Beijing is always a great place to start, it's easy to get around, people are friendly and helpful and there is much to see and do. It's also bloody hot and the air pollution is something else, it's pretty bad.
Found a great backpackers in an old Hutong and stayed there for the first week and a half meeting people and drunking Peijoi (beer that's 30p for a large bottle), Great Wall, Forbidden Palace, Summer Palace, markets, cycling around on crappy bikes - the lot. Its was frantic but quite draining. I met a Nick, a South African who speaks Chinese and decided to come with him to Xin Jiang to see the Grasslands, something I have never thought to do. Why not? I said and off we went the next day to Urumqi. This was not China anymore, well the police prescence and constant reminder of who was in charge was everywere. Most of locals were Uighurs or Kazakhs, basically the whole area was one of the 'Stans' (Kazakhstan, Uzbekistan, etc.).
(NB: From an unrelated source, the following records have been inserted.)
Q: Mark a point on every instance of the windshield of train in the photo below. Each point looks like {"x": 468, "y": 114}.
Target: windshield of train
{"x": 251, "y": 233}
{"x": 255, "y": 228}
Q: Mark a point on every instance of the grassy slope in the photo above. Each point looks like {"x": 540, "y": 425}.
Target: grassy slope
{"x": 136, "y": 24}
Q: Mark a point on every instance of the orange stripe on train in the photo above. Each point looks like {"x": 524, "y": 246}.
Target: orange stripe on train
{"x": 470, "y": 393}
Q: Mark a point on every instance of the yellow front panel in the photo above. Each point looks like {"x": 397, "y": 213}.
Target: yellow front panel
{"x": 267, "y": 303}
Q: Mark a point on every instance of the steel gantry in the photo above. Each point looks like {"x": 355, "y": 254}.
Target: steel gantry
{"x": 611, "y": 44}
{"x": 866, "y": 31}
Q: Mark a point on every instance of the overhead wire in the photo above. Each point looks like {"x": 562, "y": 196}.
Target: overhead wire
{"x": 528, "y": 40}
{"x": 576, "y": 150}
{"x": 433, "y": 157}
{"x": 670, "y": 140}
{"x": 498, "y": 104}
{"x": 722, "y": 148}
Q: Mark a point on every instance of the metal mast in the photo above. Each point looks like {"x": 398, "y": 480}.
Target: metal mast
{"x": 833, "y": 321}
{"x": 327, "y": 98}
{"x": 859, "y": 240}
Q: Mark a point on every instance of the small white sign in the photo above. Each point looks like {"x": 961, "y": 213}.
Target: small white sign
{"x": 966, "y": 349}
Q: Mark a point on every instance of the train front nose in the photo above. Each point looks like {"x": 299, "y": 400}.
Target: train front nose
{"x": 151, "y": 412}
We had no plan, didn't know what we would find but then met some other Chinese solo travellers who adopted us and we went with them - not that we really even knew where to! 10 hour bus north to Buerqin, weren't allowed to stay in the hotel because we were white so had to stay in the Red 'Tourist Hotel' it was very nice actually. Very tense atmosphere, probably do with the 8 Han Chinese who were hacked to death in the middle of the street in the middle of the day a week earlier :S Then, a taxi off to somewhere else, we had a horse to take our gear and we trekked all day through the most beautiful scenery I've ever seen.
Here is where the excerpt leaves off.